On Sun, 2018-05-06 at 14:02 -0500, Benjamin Kaduk wrote:
> Hi Ben,
> 
> On Sun, May 06, 2018 at 06:56:08PM +0100, Ben Hutchings wrote:
> > I've cloned this bug as #898073 and reassigned that to krb5.
> > 
> > krb5 is using the new(ish) getrandom() system call to read random bits,
> > with the code comment "This ensures strong randomness while only
> > blocking during first system boot."
> > 
> > While this is a regression, the kernel is only doing what krb5 was
> > asking for (whereas previously it could wrongly provide weak random
> > bits).
> > 
> > We might still revert this change in the kernel temporarily.  However,
> > the krb5 developers need to decide what they really want, and if that's
> > strong randomness then they need to configure the service to allow for
> > a longer delay at boot.
> 
> I read through the history on #898073 and am still not sure I have
> the backstory quite right.  This is what it sounds like has
> happened:
> 
> The kernel in stable has for some time provided a getrandom() system
> call that provided "weak" (more on this later) random numbers for
> some time after startup, though did eventually converge to "strong"
> randomness after some time (a few minutes?).  The kernel 4.9.88-1
> upload fixed the bug that getrandom() could provide "weak" output
> (since getrandom() is supposed to block until strong output is
> ready), and this in turn caused the krb5 KDC to block at boot until
> the RNG was ready, blocking long enough that systemd timed out the
> unit and marked it as failed.  We're now talking about the proper
> way to improve the situation.

Right.

> If the above is correct, I'm not yet sure that I see a krb5-specific
> bug.  It is definitely true that krb5 is specifically requesting the
> getrandom() semantics of blocking until the RNG is fully seeded, but
> krb5 is hardly expected to be the only consumer of getrandom().  As
> such, why should krb5 be responsible for increasing the systemd
> timeout at boot -- could not systemd be responsible for increasing
> the default timeout to allow for entropy seeding as used by multiple
> applications?

How would systemd determine which systems require this?

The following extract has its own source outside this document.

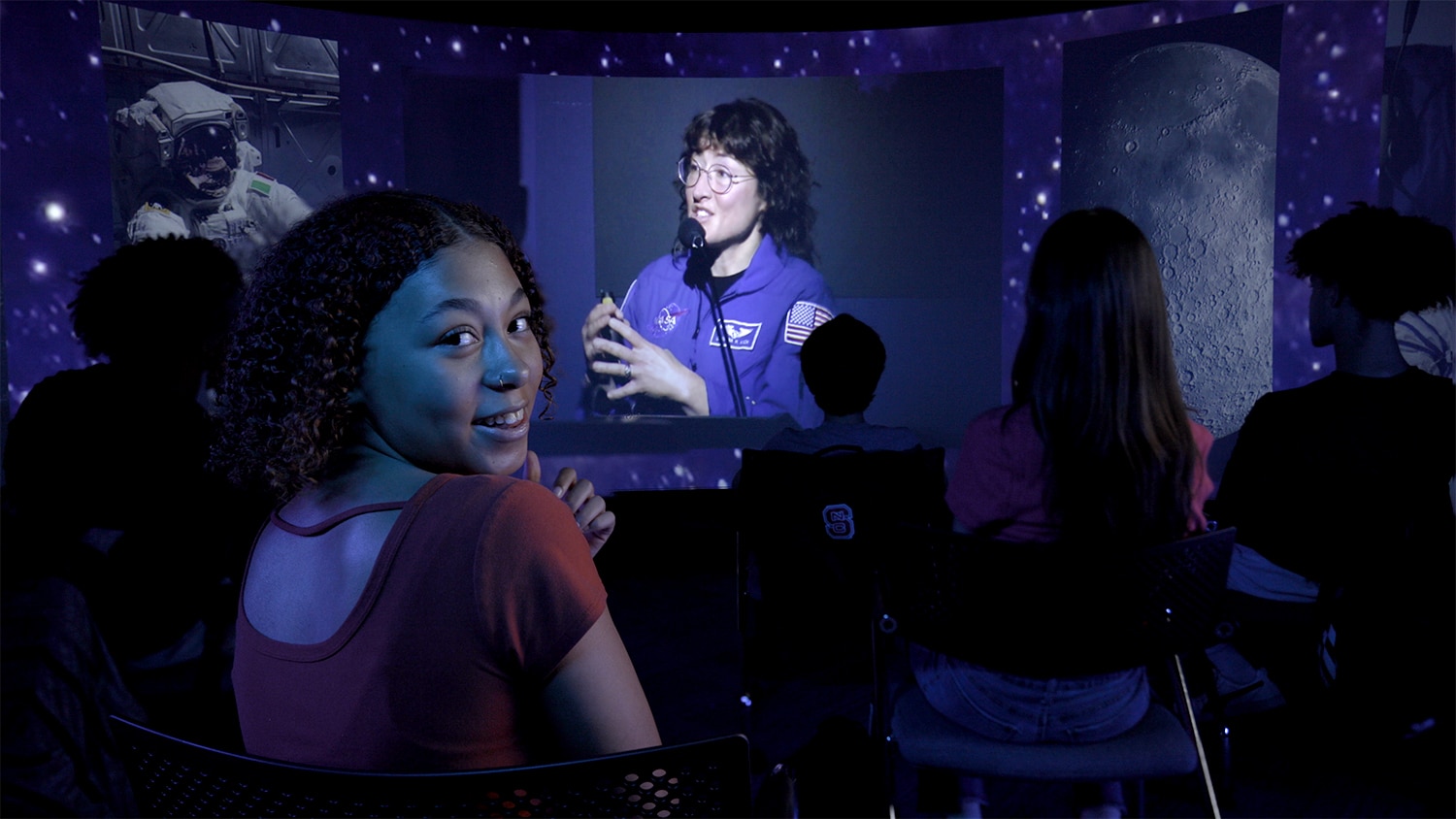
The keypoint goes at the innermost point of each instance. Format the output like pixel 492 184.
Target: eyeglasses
pixel 719 180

> Arguably more preferable would be to have a systemd
> target that indicates the RNG is seeded, and then krb5 could have
> its KDC service depend on this "RNG-available" service.  So far as I
> know, no such service currently exists, so again, there would need
> to be some sytsemd effort (potentially in cooperation with the
> kernel) to provide such a service.

Yes, that certainly seems like a good approach.

> To rephrase in a different way, "getrandom() is a system service,
> and the system's init system should not penalize other services for
> using system services -- why should the onus of adapting be placed on
> individual consumers of that system service?"
> 
> 
> Back to the "weak" random numbers.  How weak are we talking about?

If I'm reading the code correctly, the previous condition for
successful return of getrandom() (without the GRND_RANDOM flag) was
that at least 64 bits of raw random data have been added to the random
pool.  The raw random data might come from a high quality hardware
random number generator but might be much weaker.  The current
condition is that at least 128 bits of entropy have been added (based
on a conservative estimate of entropy).

> The krb5 KDC and kadmind are used (among other things) to generate
> shared symmetric keys, used to encrypt and authenticate traffic over
> the network.  Some of these keys are long-lived, and an
> insufficiently random long-lived key could have rather disasterous
> consequences for deployments unlucky enough to have generated them.
> Are we looking at a repeat of the openssl RNG fiasco where piles of
> ssh keys and TLS certificates had to be regenerated?  If there's a
> real issue here of weak randomness, we may need to publicize this
> issue much more widely.

The real issue is that k5_get_os_entropy() silently falls back to
reading /dev/urandom, which has never, and will never, wait for a
reasonable amount of entropy to be available.

Worse still, it ignores the "strong" flag when calling getrandom().

If you're serious about the quality of your random numbers, you need to
deal with those issues rather than quibbling about whether the kernel
issue (CVE-2018-1108) is a "fiasco" or not.

Ben.

-- 
Ben Hutchings
If more than one person is responsible for a bug, no one is at fault.